Admittedly, these are correlations and there could be other factors at play that are affecting the above statistics. But this data strongly suggests gamified security training is often less effective than traditional training methods.

This leads us to three important takeaways:

1. Gamification can improve engagement, but not enough for most employees to rate security training as anything but dull.

2. Security incidents are reported at a much higher rate among employees who receive gamified security training.

3. Gamified security training tends to overlook basic security topics such as password policies, data privacy, AUPs, and onsite security.

Taken together, these points should prompt you to reevaluate your training strategy to ensure that all relevant topics are covered, while infusing it judiciously with gamification to add dynamic elements that boost engagement.

Another way to optimize engagement is to focus on what employees want from their training.

Employees prefer monetary rewards, simulations, and individual training

It’s not a game without some sort of reward, whether it’s in the form of a monetary prize or some type of formal recognition. If you think that a gift card is more desirable to employees than a pat on the back, consider our research a confirmation.

Our respondents prefer monetary rewards, but not by much.

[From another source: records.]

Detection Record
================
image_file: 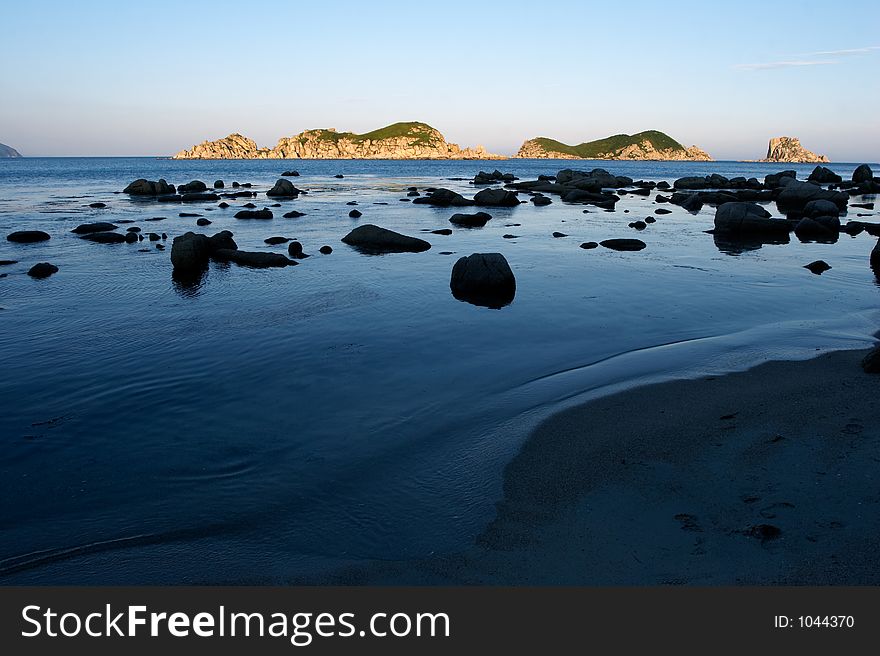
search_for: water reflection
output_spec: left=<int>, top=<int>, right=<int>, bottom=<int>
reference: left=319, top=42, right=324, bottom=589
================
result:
left=712, top=234, right=791, bottom=256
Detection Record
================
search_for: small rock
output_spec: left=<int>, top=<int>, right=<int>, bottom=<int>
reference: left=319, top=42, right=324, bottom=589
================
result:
left=28, top=262, right=58, bottom=278
left=804, top=260, right=831, bottom=276
left=6, top=230, right=51, bottom=244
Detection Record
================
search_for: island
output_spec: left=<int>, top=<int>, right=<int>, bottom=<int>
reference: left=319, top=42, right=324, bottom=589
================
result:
left=759, top=137, right=830, bottom=164
left=0, top=144, right=21, bottom=157
left=173, top=122, right=506, bottom=159
left=515, top=130, right=712, bottom=162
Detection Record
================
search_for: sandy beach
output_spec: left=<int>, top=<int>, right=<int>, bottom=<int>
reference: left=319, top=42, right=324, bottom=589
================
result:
left=333, top=351, right=880, bottom=585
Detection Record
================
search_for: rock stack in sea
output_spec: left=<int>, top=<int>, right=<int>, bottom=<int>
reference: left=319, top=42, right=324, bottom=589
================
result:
left=761, top=137, right=829, bottom=163
left=174, top=122, right=504, bottom=159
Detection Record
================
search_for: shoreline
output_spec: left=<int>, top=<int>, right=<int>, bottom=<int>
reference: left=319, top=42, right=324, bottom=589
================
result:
left=322, top=349, right=880, bottom=585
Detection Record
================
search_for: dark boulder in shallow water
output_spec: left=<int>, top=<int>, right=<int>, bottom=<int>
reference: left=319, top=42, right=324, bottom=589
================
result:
left=804, top=260, right=831, bottom=276
left=449, top=212, right=492, bottom=228
left=177, top=180, right=208, bottom=194
left=474, top=189, right=519, bottom=207
left=71, top=221, right=119, bottom=235
left=449, top=253, right=516, bottom=309
left=599, top=239, right=647, bottom=251
left=715, top=205, right=792, bottom=236
left=794, top=216, right=840, bottom=243
left=862, top=346, right=880, bottom=374
left=122, top=178, right=177, bottom=196
left=266, top=178, right=302, bottom=198
left=211, top=248, right=297, bottom=269
left=342, top=223, right=431, bottom=254
left=80, top=232, right=127, bottom=244
left=852, top=164, right=874, bottom=184
left=28, top=262, right=58, bottom=278
left=287, top=241, right=308, bottom=260
left=807, top=166, right=843, bottom=184
left=6, top=230, right=51, bottom=244
left=235, top=207, right=274, bottom=219
left=413, top=188, right=474, bottom=207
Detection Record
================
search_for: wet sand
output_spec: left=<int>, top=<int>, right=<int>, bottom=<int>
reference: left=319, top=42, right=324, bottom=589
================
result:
left=336, top=351, right=880, bottom=585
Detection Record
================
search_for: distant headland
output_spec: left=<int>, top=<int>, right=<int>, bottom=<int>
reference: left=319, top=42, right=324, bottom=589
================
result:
left=0, top=144, right=21, bottom=157
left=515, top=130, right=712, bottom=162
left=173, top=122, right=506, bottom=159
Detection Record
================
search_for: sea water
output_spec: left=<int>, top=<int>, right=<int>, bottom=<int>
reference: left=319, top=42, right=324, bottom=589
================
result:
left=0, top=158, right=880, bottom=584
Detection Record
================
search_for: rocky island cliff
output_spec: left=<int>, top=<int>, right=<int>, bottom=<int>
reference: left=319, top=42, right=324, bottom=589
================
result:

When asked which elements would improve interest in security awareness training, the top responses are monetary rewards (57%), leaderboards (51%), and achievement badges (43%). Non-monetary prizes (such as company swag or special privileges) and recognition awards trailed behind with 37% and 35% respectively. It should be noted that only 2% prefer not to have a reward system.

The most popular gamification methods are real-world simulations (54%), puzzle solving (53%), and virtual or augmented reality (45%). Personalization and social elements are each favored by 39%.

Competitive elements are not popular, with only 22% of employees indicating interest in adding competitive elements into their security training. It follows, then, that most employees prefer individual training (58%) to team-based challenges (42%).

Gamification is known to have clear benefits when it comes to incentivizing employees to increase productivity or boost sales. But when gamification is used to guide behaviors, it must be designed very carefully to avoid blind spots and prevent unintended consequences.

Gamification has its place. Just don’t expect it to be a silver bullet for your security woes—and be prepared to be disappointed if you don’t also supplement it with some good old-fashioned “dull” security training.